Tensorflow

supportlevel:A
pagelastupdated:
 2020-05-15
maintainer:

Tensorflow is a commonly used Python package for deep learning.

Basic usage

First, check the tutorials up to and including GPU computing.

If you plan on using NVIDIA’s containers to run your model, please check the page about NVIDIA’s singularity containers.

The basic way to use is via the Python in the anaconda module. The versions with -tf2 (the default ones) have Tensorflow 2 installed. If you use module spider anaconda, you can see a -tf1 version available.

Warning

Older versions of Tensorflow were CPU-only or GPU-only

With older versions of tensorflow (<1.15.0), you have to decide at install time if you want a version that runs on CPUs or GPUs. This means that we can’t install it for everyone and expect it to work everywhere - you have to load something different if you want it to run on login node/regular nodes (probably for testing) or GPU nodes. The old -cpu and -gpu versions in the anaconda2- and anaconda3-modules denoted this.

From tensorflow versions >= 1.15.0, they solved this problem (thankfully)

Don’t load any additional CUDA modules, anaconda includes everything.

If you use GPUs, you need --constraint='kepler|pascal|volta' in order to select a GPU new enough to run tensorflow. (Note that as we get newer cards, this will need further updating).

Simple Tensorflow/Keras model

Let’s run the MNIST example from Tensorflow’s tutorials:

model = tf.keras.models.Sequential([
  tf.keras.layers.Flatten(input_shape=(28, 28)),
  tf.keras.layers.Dense(512, activation=tf.nn.relu),
  tf.keras.layers.Dropout(0.2),
  tf.keras.layers.Dense(10, activation=tf.nn.softmax)
])

The full code for the example is in tensorflow_mnist.py. One can run this example with srun:

wget https://raw.githubusercontent.com/AaltoSciComp/scicomp-docs/master/triton/examples/tensorflow/tensorflow_mnist.py
module load anaconda
srun -t 00:15:00 --gres=gpu:1 python tensorflow_mnist.py

or with sbatch by submitting tensorflow_mnist.sh:

#!/bin/bash
#SBATCH --gres=gpu:1
#SBATCH --time=00:15:00

module load anaconda

python tensorflow_mnist.py

Do note that by default Keras downloads datasets to $HOME/.keras/datasets.

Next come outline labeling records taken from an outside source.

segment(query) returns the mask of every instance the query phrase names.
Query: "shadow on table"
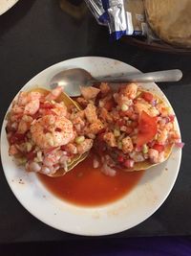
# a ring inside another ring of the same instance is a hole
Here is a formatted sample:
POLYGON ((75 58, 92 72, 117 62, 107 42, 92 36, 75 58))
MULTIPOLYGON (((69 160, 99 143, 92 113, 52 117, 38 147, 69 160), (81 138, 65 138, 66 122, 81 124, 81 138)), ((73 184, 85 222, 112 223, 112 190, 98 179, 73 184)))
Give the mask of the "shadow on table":
POLYGON ((188 256, 191 255, 191 240, 188 237, 92 238, 82 241, 14 244, 0 245, 0 249, 1 254, 7 256, 188 256))
POLYGON ((20 0, 0 16, 0 38, 26 15, 34 2, 35 0, 20 0))

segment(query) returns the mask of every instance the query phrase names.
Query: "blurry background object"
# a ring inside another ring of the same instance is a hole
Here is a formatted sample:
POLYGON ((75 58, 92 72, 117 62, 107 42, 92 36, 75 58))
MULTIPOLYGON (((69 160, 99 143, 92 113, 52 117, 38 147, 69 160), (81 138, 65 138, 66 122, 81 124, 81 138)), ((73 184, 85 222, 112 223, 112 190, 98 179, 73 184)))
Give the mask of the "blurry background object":
POLYGON ((75 19, 81 19, 87 12, 83 0, 59 0, 62 11, 75 19))
POLYGON ((191 53, 191 0, 85 0, 110 37, 147 49, 191 53))
POLYGON ((149 25, 160 39, 191 47, 190 0, 144 0, 144 5, 149 25))
POLYGON ((0 15, 15 5, 18 0, 0 0, 0 15))

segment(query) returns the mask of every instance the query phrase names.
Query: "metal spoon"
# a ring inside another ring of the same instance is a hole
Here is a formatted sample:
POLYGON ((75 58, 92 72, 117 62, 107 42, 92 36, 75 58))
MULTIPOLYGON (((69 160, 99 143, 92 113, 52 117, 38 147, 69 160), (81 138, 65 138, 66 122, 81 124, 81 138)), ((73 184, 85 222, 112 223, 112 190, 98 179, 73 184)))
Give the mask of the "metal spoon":
POLYGON ((182 78, 182 72, 179 69, 157 71, 150 73, 116 74, 115 76, 93 78, 82 68, 73 68, 59 72, 50 81, 51 88, 61 85, 69 96, 79 96, 79 86, 90 86, 94 83, 106 81, 110 83, 121 83, 128 81, 159 82, 178 81, 182 78))

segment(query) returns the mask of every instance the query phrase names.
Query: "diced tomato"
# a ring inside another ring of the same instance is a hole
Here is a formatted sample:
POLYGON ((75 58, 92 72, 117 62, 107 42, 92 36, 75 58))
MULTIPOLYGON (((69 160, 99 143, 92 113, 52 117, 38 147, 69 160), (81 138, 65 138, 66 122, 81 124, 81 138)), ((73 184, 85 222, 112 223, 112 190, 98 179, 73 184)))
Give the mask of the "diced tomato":
POLYGON ((48 108, 48 109, 51 109, 51 108, 53 108, 53 105, 50 104, 50 103, 41 103, 40 104, 40 108, 48 108))
POLYGON ((14 133, 12 136, 10 138, 10 143, 11 144, 15 144, 15 143, 22 143, 25 140, 26 134, 21 134, 21 133, 14 133))
POLYGON ((141 97, 148 103, 153 101, 153 95, 150 92, 142 92, 141 97))
POLYGON ((124 126, 124 125, 125 125, 125 120, 122 120, 122 119, 117 120, 117 125, 118 127, 122 127, 122 126, 124 126))
POLYGON ((65 151, 65 149, 66 149, 66 147, 65 147, 64 145, 62 145, 62 146, 60 147, 60 150, 63 151, 65 151))
POLYGON ((168 118, 169 118, 169 121, 170 121, 170 122, 174 122, 174 120, 175 120, 175 115, 169 115, 168 118))
POLYGON ((33 158, 36 156, 36 152, 30 151, 26 154, 26 157, 28 160, 33 160, 33 158))
POLYGON ((98 134, 98 136, 97 136, 98 141, 104 141, 104 139, 103 139, 104 134, 105 134, 104 132, 98 134))
POLYGON ((124 157, 122 155, 118 155, 117 161, 120 163, 124 162, 124 157))
POLYGON ((142 111, 138 121, 138 134, 137 139, 137 146, 151 141, 158 132, 157 117, 151 117, 145 111, 142 111))
POLYGON ((138 124, 137 121, 132 121, 132 123, 131 123, 131 127, 132 127, 133 128, 137 128, 138 125, 138 124))
POLYGON ((160 144, 155 144, 153 146, 153 149, 158 151, 159 152, 161 152, 164 151, 164 146, 163 145, 160 145, 160 144))
POLYGON ((126 133, 130 134, 132 133, 132 131, 134 130, 134 128, 132 127, 126 127, 126 133))
POLYGON ((58 131, 58 132, 60 132, 60 131, 62 131, 62 129, 61 129, 61 128, 55 128, 55 131, 58 131))
MULTIPOLYGON (((61 147, 64 147, 64 146, 61 146, 61 147)), ((61 148, 60 147, 60 148, 61 148)), ((49 152, 52 152, 53 151, 54 151, 56 149, 56 147, 52 147, 52 148, 49 148, 49 149, 45 149, 44 150, 44 153, 49 153, 49 152)))
POLYGON ((120 115, 121 117, 127 116, 127 117, 129 117, 131 120, 134 120, 134 121, 138 120, 138 114, 134 113, 133 110, 120 111, 120 112, 119 112, 119 115, 120 115))
POLYGON ((132 159, 127 159, 124 161, 123 165, 128 168, 128 169, 131 169, 134 167, 134 160, 132 159))
POLYGON ((108 111, 111 111, 112 108, 115 106, 116 103, 113 99, 111 99, 110 101, 106 102, 104 104, 104 106, 108 111))

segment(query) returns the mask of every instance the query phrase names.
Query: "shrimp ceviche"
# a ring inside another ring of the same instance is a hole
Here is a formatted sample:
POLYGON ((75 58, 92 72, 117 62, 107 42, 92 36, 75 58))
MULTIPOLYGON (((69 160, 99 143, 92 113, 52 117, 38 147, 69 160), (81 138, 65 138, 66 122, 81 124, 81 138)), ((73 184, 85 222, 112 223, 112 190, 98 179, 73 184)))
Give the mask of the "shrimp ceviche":
POLYGON ((134 171, 138 163, 161 163, 167 149, 182 145, 171 109, 136 83, 117 91, 104 82, 80 89, 81 108, 58 101, 60 86, 47 93, 21 91, 13 101, 6 127, 9 153, 27 171, 67 172, 94 146, 100 160, 95 159, 94 168, 101 164, 106 175, 115 175, 114 168, 134 171))
POLYGON ((115 175, 114 167, 147 169, 167 159, 175 144, 183 146, 170 107, 136 83, 123 84, 117 91, 103 82, 97 88, 81 87, 77 102, 85 111, 91 106, 90 128, 96 134, 95 148, 106 174, 115 175))
POLYGON ((22 91, 8 114, 9 153, 29 172, 49 175, 60 168, 67 172, 73 159, 93 146, 92 135, 85 133, 89 122, 84 111, 56 102, 61 93, 59 86, 47 95, 22 91))

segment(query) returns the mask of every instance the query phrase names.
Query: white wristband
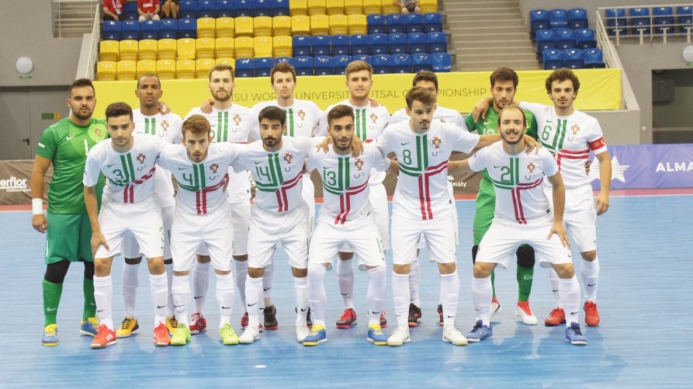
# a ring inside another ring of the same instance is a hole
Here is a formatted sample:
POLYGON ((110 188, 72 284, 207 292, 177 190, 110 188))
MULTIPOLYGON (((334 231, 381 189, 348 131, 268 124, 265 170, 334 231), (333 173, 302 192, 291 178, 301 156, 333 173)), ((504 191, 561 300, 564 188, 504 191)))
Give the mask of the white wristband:
POLYGON ((31 199, 31 212, 34 215, 42 215, 43 214, 43 199, 42 198, 32 198, 31 199))

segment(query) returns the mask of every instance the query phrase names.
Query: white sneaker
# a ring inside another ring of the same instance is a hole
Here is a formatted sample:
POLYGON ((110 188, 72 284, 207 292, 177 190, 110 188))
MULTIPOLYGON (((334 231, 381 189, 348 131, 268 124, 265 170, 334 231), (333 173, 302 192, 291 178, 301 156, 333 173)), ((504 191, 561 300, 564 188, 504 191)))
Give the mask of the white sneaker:
POLYGON ((299 343, 302 343, 304 339, 305 339, 309 334, 310 334, 310 330, 308 328, 308 326, 296 326, 296 340, 298 340, 299 343))
POLYGON ((443 341, 453 343, 456 346, 464 346, 467 344, 467 338, 451 325, 443 327, 443 341))
POLYGON ((392 335, 387 338, 388 346, 401 346, 404 343, 408 343, 411 339, 409 338, 408 327, 398 327, 392 335))
POLYGON ((247 327, 245 331, 238 336, 238 343, 241 345, 249 345, 260 338, 260 330, 257 328, 247 327))

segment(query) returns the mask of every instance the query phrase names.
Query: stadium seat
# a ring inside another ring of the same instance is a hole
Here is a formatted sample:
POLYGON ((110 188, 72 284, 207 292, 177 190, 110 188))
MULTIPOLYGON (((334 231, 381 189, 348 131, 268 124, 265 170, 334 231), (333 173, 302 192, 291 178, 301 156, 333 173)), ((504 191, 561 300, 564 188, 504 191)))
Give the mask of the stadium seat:
POLYGON ((332 55, 349 55, 351 53, 351 39, 349 35, 337 35, 330 37, 332 55))
POLYGON ((298 76, 313 76, 313 57, 294 57, 294 69, 298 76))
POLYGON ((407 41, 407 34, 387 34, 387 52, 391 55, 394 54, 406 54, 409 51, 407 41))
POLYGON ((579 49, 566 49, 563 50, 563 62, 568 69, 582 69, 585 67, 585 60, 582 56, 582 50, 579 49))
POLYGON ((557 49, 548 49, 542 53, 544 62, 544 69, 560 69, 563 67, 563 51, 557 49))
POLYGON ((116 61, 99 61, 96 62, 96 80, 114 81, 116 80, 116 61))
POLYGON ((118 61, 119 50, 120 44, 117 40, 102 40, 98 43, 98 60, 118 61))
MULTIPOLYGON (((107 40, 121 40, 121 22, 117 20, 108 20, 103 22, 103 39, 107 40)), ((115 73, 114 73, 114 75, 115 73)))
POLYGON ((412 56, 409 54, 392 55, 392 73, 411 73, 412 56))
POLYGON ((313 55, 310 37, 309 35, 295 35, 292 38, 294 57, 313 55))
POLYGON ((376 54, 374 55, 373 73, 375 74, 392 73, 392 57, 389 54, 376 54))
POLYGON ((568 27, 577 30, 578 28, 587 28, 588 26, 587 19, 587 10, 585 8, 572 8, 568 11, 568 27))

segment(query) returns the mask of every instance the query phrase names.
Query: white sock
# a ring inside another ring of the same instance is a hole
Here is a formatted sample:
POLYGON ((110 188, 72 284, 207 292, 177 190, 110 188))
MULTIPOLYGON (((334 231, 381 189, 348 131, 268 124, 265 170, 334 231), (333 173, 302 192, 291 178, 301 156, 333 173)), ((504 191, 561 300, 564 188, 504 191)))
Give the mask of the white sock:
POLYGON ((353 309, 353 265, 352 259, 337 259, 337 282, 344 300, 344 309, 353 309))
POLYGON ((123 300, 125 302, 125 317, 134 318, 134 304, 139 286, 139 263, 123 266, 123 300))
POLYGON ((166 313, 168 311, 168 279, 166 273, 149 275, 149 289, 152 293, 154 305, 154 327, 159 323, 166 324, 166 313))
POLYGON ((392 272, 392 299, 394 300, 394 315, 397 327, 409 328, 409 275, 392 272))
MULTIPOLYGON (((491 327, 491 300, 493 298, 493 287, 491 276, 486 278, 472 278, 472 300, 477 317, 482 324, 491 327)), ((445 309, 443 309, 445 313, 445 309)), ((444 318, 443 319, 445 320, 444 318)))
POLYGON ((111 275, 106 277, 94 276, 94 299, 96 302, 98 320, 108 328, 113 327, 113 282, 111 275))
POLYGON ((236 298, 236 286, 234 276, 229 274, 217 274, 216 299, 219 306, 219 328, 231 324, 231 313, 234 311, 234 299, 236 298))
POLYGON ((366 303, 368 305, 368 324, 380 325, 380 311, 385 306, 385 293, 387 293, 387 280, 385 279, 385 266, 378 266, 368 270, 368 291, 366 303))
POLYGON ((190 326, 188 305, 190 304, 190 276, 174 275, 171 282, 171 294, 173 295, 173 309, 178 322, 190 326))
MULTIPOLYGON (((195 263, 193 270, 193 300, 195 312, 204 316, 204 302, 209 288, 209 263, 195 263)), ((177 319, 178 317, 176 316, 177 319)))
POLYGON ((308 295, 310 302, 313 325, 325 325, 325 307, 327 293, 325 291, 325 273, 327 268, 321 263, 308 264, 308 295))
POLYGON ((308 316, 308 308, 310 302, 308 301, 308 276, 294 277, 294 298, 296 299, 296 325, 306 325, 306 318, 308 316))
POLYGON ((585 288, 585 300, 597 301, 597 287, 599 280, 599 259, 590 262, 583 259, 580 266, 582 284, 585 288))
MULTIPOLYGON (((443 305, 443 324, 455 325, 457 313, 457 301, 459 300, 459 276, 457 270, 450 274, 440 275, 440 302, 443 305)), ((491 299, 489 299, 491 302, 491 299)))
POLYGON ((580 284, 574 275, 568 279, 561 279, 559 281, 559 293, 561 294, 561 301, 563 304, 563 311, 565 312, 565 326, 570 326, 571 322, 579 323, 578 315, 580 313, 580 284))

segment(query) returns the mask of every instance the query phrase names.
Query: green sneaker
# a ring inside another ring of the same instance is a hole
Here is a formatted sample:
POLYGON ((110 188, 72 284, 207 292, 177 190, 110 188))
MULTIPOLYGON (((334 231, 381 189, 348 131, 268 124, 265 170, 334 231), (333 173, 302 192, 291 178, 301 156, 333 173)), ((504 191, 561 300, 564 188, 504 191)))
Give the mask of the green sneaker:
POLYGON ((233 345, 238 344, 238 337, 236 335, 230 324, 225 324, 219 329, 219 340, 225 345, 233 345))
POLYGON ((190 341, 190 329, 183 323, 178 323, 171 338, 172 346, 184 346, 190 341))

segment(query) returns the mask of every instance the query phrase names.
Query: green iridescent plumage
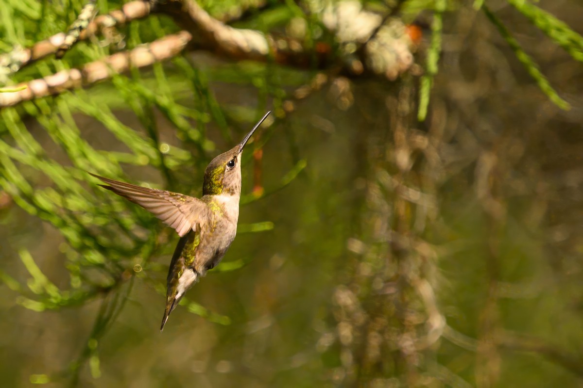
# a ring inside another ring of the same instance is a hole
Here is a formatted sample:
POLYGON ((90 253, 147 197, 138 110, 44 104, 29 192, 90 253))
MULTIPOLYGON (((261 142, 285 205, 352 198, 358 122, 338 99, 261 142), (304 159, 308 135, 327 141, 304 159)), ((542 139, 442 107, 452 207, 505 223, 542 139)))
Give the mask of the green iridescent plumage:
POLYGON ((201 199, 120 182, 92 174, 101 185, 135 202, 173 227, 180 236, 168 272, 166 307, 160 330, 184 293, 220 261, 237 234, 241 196, 241 156, 251 136, 215 158, 205 171, 201 199))

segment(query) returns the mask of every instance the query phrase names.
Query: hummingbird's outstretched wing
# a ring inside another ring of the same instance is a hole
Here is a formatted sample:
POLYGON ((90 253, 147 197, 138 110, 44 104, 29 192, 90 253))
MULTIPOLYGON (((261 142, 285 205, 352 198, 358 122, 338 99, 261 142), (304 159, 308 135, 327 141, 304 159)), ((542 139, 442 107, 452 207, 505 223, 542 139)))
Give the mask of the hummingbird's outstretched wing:
POLYGON ((165 224, 174 228, 182 237, 199 228, 209 217, 209 208, 198 198, 177 193, 147 188, 104 178, 89 173, 110 186, 99 186, 137 204, 165 224))

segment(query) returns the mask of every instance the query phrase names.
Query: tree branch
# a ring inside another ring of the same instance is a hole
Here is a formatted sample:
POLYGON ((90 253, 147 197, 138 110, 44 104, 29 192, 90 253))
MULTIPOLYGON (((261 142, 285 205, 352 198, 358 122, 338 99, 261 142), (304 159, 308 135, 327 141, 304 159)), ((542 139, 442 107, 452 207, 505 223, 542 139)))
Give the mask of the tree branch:
MULTIPOLYGON (((96 35, 105 28, 126 24, 150 15, 152 6, 147 1, 137 0, 124 5, 121 9, 111 11, 106 15, 97 16, 90 22, 87 28, 82 30, 77 41, 85 40, 96 35)), ((0 55, 0 73, 2 68, 6 69, 5 73, 16 73, 20 69, 34 62, 57 53, 59 48, 65 44, 67 35, 59 33, 43 41, 34 44, 32 47, 16 49, 11 52, 0 55)), ((74 44, 72 42, 71 45, 74 44)))
POLYGON ((80 69, 59 72, 44 78, 19 84, 26 88, 13 93, 0 94, 0 107, 12 106, 34 98, 58 94, 66 90, 87 86, 129 70, 143 67, 156 62, 169 59, 181 52, 191 41, 189 33, 182 31, 168 35, 131 51, 118 52, 104 60, 87 63, 80 69))

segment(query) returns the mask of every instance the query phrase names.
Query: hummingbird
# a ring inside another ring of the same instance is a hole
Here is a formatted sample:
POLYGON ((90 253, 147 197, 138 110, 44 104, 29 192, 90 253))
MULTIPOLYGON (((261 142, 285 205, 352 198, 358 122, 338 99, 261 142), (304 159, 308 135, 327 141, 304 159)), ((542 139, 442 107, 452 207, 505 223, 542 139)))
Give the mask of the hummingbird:
POLYGON ((215 268, 237 234, 241 197, 241 157, 251 135, 268 112, 243 141, 211 161, 205 170, 200 199, 178 193, 147 188, 89 173, 113 191, 153 213, 180 236, 167 279, 166 307, 160 331, 188 289, 215 268))

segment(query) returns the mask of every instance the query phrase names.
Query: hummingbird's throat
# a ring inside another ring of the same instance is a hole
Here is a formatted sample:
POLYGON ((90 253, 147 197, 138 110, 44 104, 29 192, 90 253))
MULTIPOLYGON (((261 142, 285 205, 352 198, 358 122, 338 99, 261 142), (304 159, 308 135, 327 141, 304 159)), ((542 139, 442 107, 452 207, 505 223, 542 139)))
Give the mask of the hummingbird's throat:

Running simple Tensorflow/Keras model with NVIDIA’s containers

Let’s run the MNIST example from Tensorflow’s tutorials:

model = tf.keras.models.Sequential([
  tf.keras.layers.Flatten(input_shape=(28, 28)),
  tf.keras.layers.Dense(512, activation=tf.nn.relu),
  tf.keras.layers.Dropout(0.2),
  tf.keras.layers.Dense(10, activation=tf.nn.softmax)
])

The full code for the example is in tensorflow_mnist.py. One can run this example with srun:

wget https://raw.githubusercontent.com/AaltoSciComp/scicomp-docs/master/triton/examples/tensorflow/tensorflow_mnist.py
module load nvidia-tensorflow/20.02-tf1-py3
srun -t 00:15:00 --gres=gpu:1 singularity_wrapper exec python tensorflow_mnist.py

or with sbatch by submitting tensorflow_singularity_mnist.sh:

#!/bin/bash
#SBATCH --gres=gpu:1
#SBATCH --time=00:15:00

module load nvidia-tensorflow/20.02-tf1-py3

singularity_wrapper exec python tensorflow_mnist.py

Do note that by default Keras downloads datasets to $HOME/.keras/datasets.

Common problems

  • ImportError: libcuda.so.1: cannot open shared object file: No such file or directory. Older versions of GPU tensorflow can only be imported on GPU nodes (even though you’d think that you can import it and just not use the GPUs). So you can only run this code in the GPU queue. Solution for this is to use the newer anaconda-modules.
  • Random CUDA errors: don’t load any other CUDA modules, only anaconda. Anaconda includes the necessary libraries in compatible versions.